How a sacred rock found its way back to its original stewards
Siksika Nation Chief thanks a central Alberta family for repatriating the artifact
Sitting on a flatbed trailer, Siksika Nation Chief Ouray Crowfoot traced the etched grooves of a sacred rock with his finger, feeling more than its old, weathered texture.
He sensed the evidence of the Blackfoot people's historical presence on the land.
"A lot of these sites that we used to have in our territory, we weren't allowed to go to anymore. So sites such as where this rock was located was a sacred site and it had not only the rock, but it had offerings around it," Crowfoot said.
"There was a buffalo jump near it, there's lots of tipi rings around it, so definitely markings of an old Blackfoot camp."
Sometime in May, Crowfoot received a letter from Frank Postill, a man who wanted to return a rock he had on his family's property near Trochu, Alta., to the Blackfoot people.
Postill's father, William Postill, came across the boulder in 1907 and eventually moved it to the family's homestead in the 1930s.
The rock, he said, was always present and featured in family photos.
"Mom said [my father] used to walk around it and look at it and look at it and look at it and wonder what it was," Postill said.
"What was the significance, what did the markings mean."
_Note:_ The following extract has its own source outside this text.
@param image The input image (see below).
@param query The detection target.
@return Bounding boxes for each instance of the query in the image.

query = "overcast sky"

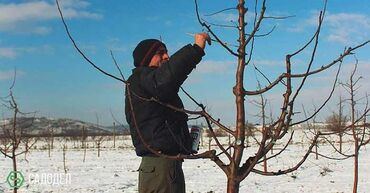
[0,0,369,126]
There are three main designs on the boulder. The morning star, which is a symbol found on the majority of buffalo calling sites, a buffalo head with a line down the middle which is a symbol still used in Blackfoot ceremonies today and a crow.
"The crow is the bird that helped our people to find food," said Blackfoot ceremonial knowledge keeper Kent Ayoungman as he pointed out the etchings.
"Our people have a unique kinship with the natural world."
Returning the rock
Discussions regarding what to do with the rock started 20 years ago within the family, Postill said.
He said maybe it should have been returned decades ago, but times were different and there was less cultural awareness.
"The whole attitude towards the Indigenous people has changed very rapidly in the last 50 years you know, to the betterment too you know it's much more positive," Postill said.
"We knew we were doing the right thing. I think everybody in my family thinks that way and I certainly do."
Crowfoot said the family didn't have to contact them, they could have saved it or destroyed it and he wouldn't have known.
"I really thank the Postill family for preserving it, preserving this history, preserving the real history of our people," he said.
The sacred rock will be displayed as an exhibit at Blackfoot Crossing historical park.
"We wanted to tell that story and bring that history back and also the more of our people that can see history, not just read it but touch history, it brings that pride," Crowfoot said.
"And I want our people to be proud to be Blackfoot."